Evergrande founder’s Black’s Link mansion finds a buyer after year-long fire sale

A mansion at one of Hong Kong’s most exclusive neighbourhoods found its buyer after a fire sale and 15 months on the auction block, offering a minor victory for China Evergrande Group’s liquidators as they grapple to sell the defunct developer’s assets.

The 5,171-sq ft mansion at 10B Black’s Link, previously held by an Evergrande executive, sold last month for HK$448 million (US$57.35 million), according to the Land Registry. The price was 44 per cent less than the HK$800 million that valuers had estimated the property to be worth.

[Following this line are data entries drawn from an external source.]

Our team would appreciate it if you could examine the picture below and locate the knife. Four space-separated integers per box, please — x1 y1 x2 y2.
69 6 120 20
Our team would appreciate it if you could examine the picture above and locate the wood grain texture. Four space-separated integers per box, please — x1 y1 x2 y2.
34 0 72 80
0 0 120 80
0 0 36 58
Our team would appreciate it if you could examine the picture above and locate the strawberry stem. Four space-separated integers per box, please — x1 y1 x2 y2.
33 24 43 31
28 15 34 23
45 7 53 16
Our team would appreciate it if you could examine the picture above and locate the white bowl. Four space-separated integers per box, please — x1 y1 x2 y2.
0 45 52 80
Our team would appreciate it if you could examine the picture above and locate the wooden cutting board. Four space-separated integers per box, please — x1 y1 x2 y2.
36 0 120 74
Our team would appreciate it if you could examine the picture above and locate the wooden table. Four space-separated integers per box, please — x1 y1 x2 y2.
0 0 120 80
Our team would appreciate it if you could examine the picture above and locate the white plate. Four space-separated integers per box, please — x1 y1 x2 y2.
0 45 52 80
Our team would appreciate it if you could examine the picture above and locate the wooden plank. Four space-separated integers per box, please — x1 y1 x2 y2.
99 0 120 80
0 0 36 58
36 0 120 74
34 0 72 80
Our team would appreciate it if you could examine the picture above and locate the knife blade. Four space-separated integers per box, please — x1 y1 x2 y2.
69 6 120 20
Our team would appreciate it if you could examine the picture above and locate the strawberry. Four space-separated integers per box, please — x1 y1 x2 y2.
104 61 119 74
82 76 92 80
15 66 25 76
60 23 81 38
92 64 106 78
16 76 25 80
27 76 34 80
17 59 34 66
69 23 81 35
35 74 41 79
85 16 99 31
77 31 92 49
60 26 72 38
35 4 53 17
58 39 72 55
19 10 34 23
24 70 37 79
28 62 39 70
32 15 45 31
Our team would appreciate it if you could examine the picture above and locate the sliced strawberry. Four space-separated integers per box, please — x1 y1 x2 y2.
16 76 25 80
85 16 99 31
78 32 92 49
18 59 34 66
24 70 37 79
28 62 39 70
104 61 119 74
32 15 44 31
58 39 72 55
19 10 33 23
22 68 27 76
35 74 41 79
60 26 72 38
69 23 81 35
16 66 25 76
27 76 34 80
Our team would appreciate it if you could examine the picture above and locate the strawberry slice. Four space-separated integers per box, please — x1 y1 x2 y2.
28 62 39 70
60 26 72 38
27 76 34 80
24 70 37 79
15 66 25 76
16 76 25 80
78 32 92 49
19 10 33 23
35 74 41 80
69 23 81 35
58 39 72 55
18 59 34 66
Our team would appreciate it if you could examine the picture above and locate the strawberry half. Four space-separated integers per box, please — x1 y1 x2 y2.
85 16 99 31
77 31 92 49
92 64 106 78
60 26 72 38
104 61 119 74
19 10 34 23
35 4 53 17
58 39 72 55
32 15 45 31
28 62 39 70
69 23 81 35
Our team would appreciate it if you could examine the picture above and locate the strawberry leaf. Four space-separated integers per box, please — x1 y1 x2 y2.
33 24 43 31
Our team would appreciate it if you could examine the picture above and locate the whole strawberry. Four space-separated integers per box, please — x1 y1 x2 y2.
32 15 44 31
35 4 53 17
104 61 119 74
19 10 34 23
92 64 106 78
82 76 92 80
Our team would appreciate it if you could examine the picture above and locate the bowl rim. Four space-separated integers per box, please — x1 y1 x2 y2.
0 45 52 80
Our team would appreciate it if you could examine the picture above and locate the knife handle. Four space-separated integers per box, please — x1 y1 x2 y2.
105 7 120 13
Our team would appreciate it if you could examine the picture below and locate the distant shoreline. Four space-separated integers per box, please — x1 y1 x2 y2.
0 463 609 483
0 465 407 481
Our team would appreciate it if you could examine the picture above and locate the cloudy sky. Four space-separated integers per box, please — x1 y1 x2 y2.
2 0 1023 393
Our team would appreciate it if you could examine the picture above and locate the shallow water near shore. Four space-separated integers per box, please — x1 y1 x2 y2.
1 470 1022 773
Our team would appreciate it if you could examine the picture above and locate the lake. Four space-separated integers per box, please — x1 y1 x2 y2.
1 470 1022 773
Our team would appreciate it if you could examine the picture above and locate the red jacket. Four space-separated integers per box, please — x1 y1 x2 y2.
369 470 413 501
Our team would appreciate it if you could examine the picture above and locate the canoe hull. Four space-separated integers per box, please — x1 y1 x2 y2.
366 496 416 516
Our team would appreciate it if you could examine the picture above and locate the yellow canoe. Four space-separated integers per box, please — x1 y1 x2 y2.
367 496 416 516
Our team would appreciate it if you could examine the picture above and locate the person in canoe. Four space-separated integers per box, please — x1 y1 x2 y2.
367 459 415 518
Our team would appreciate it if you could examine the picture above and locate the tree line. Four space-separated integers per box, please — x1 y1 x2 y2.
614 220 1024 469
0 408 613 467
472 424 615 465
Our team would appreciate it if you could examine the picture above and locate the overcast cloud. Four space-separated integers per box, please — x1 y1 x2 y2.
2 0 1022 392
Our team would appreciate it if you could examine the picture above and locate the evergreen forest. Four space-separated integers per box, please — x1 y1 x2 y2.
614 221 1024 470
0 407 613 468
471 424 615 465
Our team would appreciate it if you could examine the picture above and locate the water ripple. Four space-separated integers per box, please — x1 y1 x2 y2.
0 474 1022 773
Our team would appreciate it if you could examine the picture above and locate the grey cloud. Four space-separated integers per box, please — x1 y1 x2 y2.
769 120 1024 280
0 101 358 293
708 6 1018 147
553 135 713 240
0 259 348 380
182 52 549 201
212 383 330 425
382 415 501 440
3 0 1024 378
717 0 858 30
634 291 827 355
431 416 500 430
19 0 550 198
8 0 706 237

The buyer of the two-storey mansion, located near the Hong Kong Cricket Club and one of the island’s favourite trekking trails, was Sassicaia Company Limited, a privately owned company. The two directors of Sassicaia, registered in April, are the Singapore passport holder Lim Choi Hwee, and a Bermuda-registered company called Bartley Directors, which uses an agent in Hong Kong as its company secretary.

The sale showed that liquidators and receivers are making progress in their attempt to unravel the web of debt owed by Evergrande and its founder Hui Ka-yan, as they work through an estimated US$300 billion of liabilities after the developer’s liquidation in January. Overnight, Evergrande’s car-making unit was ordered to return 1.9 billion yuan (US$261.9 million) it received in subsidies from various local authorities after it failed to fulfil its production goals.
China Evergrande Group’s founder and chairman Hui Ka-yan at a meeting in Wuhan, China on June 5, 2017. Photo: AFP

The property was put up for sale by receivers in March 2023 to recover unpaid bills after being seized by China Construction Bank (Asia) in November 2022. Along with two adjacent mansions 10C and 10E, the three properties were remortgaged in late 2021 for HK$1.1 billion, compared with their combined valuation of HK$1.5 billion.

The mansion’s previous owner was registered as Better Vision and its director Tan Haijun, according to a company registration search. Tan was the director of Giant Hill, which owned adjacent mansions 10C and 10E on Black’s Link, according to Land Registry data. Hui resigned as Giant Hill’s director on July 30, 2021, and his seat was filled on the same day by Tan, according to the records.

Once China’s richest person, Hui’s personal wealth has dwindled since Evergrande was enmeshed in a debt crisis triggered by Beijing’s “three red lines” lending curbs in 2021, which choked off financing for developers that breached the central bank’s leverage limits. The Guangzhou-base developer defaulted on US$20 billion of offshore bonds.

The chokehold brought Evergrande, one of China’s biggest developers by sales, to its knees. The company was ordered into liquidation by a Hong Kong court in January, marking the largest such case in the city.

In March, the China Securities Regulatory Commission fined Evergrande 4.2 billion yuan, saying that the group had inflated its sales by 564 billion yuan in the years preceding its eventual collapse. It also slapped the company’s founder, known as Xu Jiayin on the mainland, with a 47-million yuan penalty and a lifelong ban from accessing the capital markets. Six other current and former executives of the Guangzhou-based home builder were each slapped with penalties of between 200,000 yuan and 15 million yuan.

The 10E property on Black’s Link, a three-storey detached house measuring 4,933 sq ft and an estimated market value of HK$550 million, was put up for sale by public tender in March. Savills, the agent responsible for the sale, invited tenders for the property, which closed on April 22.